I had been carrying birth trauma and grief for 9 years.
But deep down, I knew could do this. I can do hard things.
My final push took everything I had. The OB performed a hectic Woods screw manoeuvre to twist the rest of my baby out.
And then I heard a chorus of gasps and cheers among the midwives.
At 5:50pm, baby Alfie came out with a modest head of hair, weighing 3.42kg.
I had done it. I got my vbac.
It was the biggest relief and my greatest achievement. A labour of love, in every sense.
Miraculously, after 24 hours of labour, shoulder dystocia and forceps, Alfie’s APGAR scores were 9 and 9. I lost less than 500ml blood.
All the unfamiliar faces and bodies that were on standby with their clamps and scalpels disappeared. It was just me, a very relieved husband and our third baby boy on my chest.

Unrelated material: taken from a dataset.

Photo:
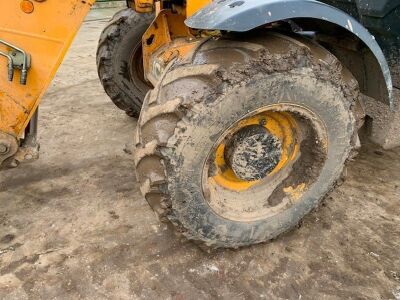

After my episiotomy was stitched up, I was wheeled into recovery with Alfie on my chest. I could hold him without shaking. I could talk without crying! I could sit up without my uterus having been sliced in two. My baby began breastfeeding right away! This vaginal birth love bubble - the calm after the chaos - was a beautiful whole new world for me.
I was so happy to get to the postnatal ward. Hubby was able to stay until 10pm and then it was just me and Alfie for the rest of the night. He was a fever dream, come to life. I remember staying up just watching him sleep, cocooned in the bassinet, on a vbac high.
You know those mums who fall in love with their baby as soon as they’re born? I was never one of them. I have never felt that.
But from the moment Alfie was placed on my chest, the final layer of healing was stitched. The labour broke me open but his birth put me back together again.
Perhaps zwischen is the ultimate lesson in surrender and a chance for reflection - a moment in time in which we should make space for everything we have gone through and prepare ourselves for what's to come.
While no two birth experiences are alike, every birth story is wrapped up in hope, trust and the art of letting go. Things don’t always turn out the way you planned, or the way you think they should. And whether it’s a vaginal or caesarean —there is certainly no ‘easy’ way to have a baby.
Here is how we spend our days now: Coffee in the morning. Naps in bed, breastfeeds whenever he wants it. Long walks, collecting memories along the way. Our bed is full of love and an extra person to cuddle.
When I wake up and look down at these tiny hands on my chest, I realise that this is the whole point.